We gather from the record that this assignment embodies the real ground of appellant's effort to forfeit the lease under consideration. But the answer to the assignment is that it was not so provided in either the lease or in the modified contract, and there is no allegation that in this respect either was mistakenly written through any accident or fraud on appellee's part. The terms of the original lease were to the effect that in case the appellees "should bore and discover either water, oil or other minerals," then, and in that event, the grant should be in full force for three years "from the time of the discovery of said production and as much longer as water, oil, gas or other minerals can be produced in paying quantities thereon." In these particulars, the lease was not altered by the subsequent contract or to the effect that a failure to drill to a depth of 4,000 feet was not required "if oil or gas" was found in paying quantities at a lesser depth. It seems almost, if not entirely, superfluous to cite authorities in support of the proposition that a party to written instruments cannot vary their terms without any allegation or evidence of fraud, accident, or mistake, but see Lynch v. Ortlieb, 70 Tex. 727, 8 S.W. 515; Janes v. Brewing Association, 44 S.W. 897; Belcher v. Mulhall, 57 Tex. 19; Luckenbach v. Thomas, 166 S.W. 103; Sims v. Shaffer, 63 Tex. Civ. App. 555, 133 S.W. 702.

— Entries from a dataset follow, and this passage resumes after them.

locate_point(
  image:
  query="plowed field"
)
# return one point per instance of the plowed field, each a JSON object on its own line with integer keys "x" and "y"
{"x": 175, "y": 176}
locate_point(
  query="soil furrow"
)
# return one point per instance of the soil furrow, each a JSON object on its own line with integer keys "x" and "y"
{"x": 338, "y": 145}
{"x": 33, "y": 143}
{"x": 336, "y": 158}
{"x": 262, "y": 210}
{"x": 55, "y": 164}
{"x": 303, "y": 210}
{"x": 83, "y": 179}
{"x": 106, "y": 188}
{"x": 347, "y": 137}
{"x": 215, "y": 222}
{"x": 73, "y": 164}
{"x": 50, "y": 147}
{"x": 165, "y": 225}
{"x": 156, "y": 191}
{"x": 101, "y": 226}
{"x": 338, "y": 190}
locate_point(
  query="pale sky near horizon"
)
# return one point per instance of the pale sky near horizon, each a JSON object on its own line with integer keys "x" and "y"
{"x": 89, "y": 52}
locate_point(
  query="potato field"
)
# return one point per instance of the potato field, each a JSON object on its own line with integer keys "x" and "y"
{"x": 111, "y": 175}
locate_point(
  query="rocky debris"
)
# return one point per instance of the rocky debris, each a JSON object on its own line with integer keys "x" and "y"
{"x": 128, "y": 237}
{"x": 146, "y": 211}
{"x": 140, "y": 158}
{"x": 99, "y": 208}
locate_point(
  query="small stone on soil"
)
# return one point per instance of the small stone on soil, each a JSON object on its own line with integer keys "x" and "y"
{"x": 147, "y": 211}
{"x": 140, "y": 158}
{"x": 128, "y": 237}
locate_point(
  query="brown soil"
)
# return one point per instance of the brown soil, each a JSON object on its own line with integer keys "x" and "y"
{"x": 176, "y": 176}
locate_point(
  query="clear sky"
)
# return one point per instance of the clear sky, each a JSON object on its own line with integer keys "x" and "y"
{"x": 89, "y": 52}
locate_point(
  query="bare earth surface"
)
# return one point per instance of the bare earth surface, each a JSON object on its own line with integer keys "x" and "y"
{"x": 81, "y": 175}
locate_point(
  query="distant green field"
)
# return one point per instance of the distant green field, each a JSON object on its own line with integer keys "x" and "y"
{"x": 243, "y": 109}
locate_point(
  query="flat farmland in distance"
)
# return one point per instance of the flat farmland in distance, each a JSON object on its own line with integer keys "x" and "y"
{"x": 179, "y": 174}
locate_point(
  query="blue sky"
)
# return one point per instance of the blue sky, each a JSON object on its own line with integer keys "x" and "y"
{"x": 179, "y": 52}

Nor can it be said, as appellant urges in other assignments, that the contracts under consideration are void as being *Page 223 unilateral or for want of mutuality. As may be seen from what has already been stated, the original lease was something more than a mere option, besides which there was an actual consideration paid for its execution. Not only so, the contract was an executed one, and if void in the beginning for want of mutuality, the lessee accepted the option and executed the contract, and their acts in execution related back and made it binding from the beginning. In his Law and Practice in Oil and Gas, page 344, Mr. Archer states the rule to be that —
"Lessor cannot, after permitting entry for explorations, declare a forfeiture, or procure a cancellation of the lease upon the grounds that the lease was without consideration and void for the want of mutuality."
It would be manifestly inequitable and unjust to permit the lessor to declare a forfeiture of a grant of the kind under consideration on the ground of a want of mutuality after he has permitted the lessees, as the evidence tends to show was done in this case, to not only enter upon the leased premises for an exploration for oil and gas, but to further actually drill a well or wells at large expense in the effort to comply with the terms of the lease.
We are not called upon by any assignment of error to determine whether or not appellees have been guilty of a want of due diligence in a further development of the property since the production of the gas well referred to in our conclusions.
All assignments of error are accordingly overruled, and the judgment below is affirmed.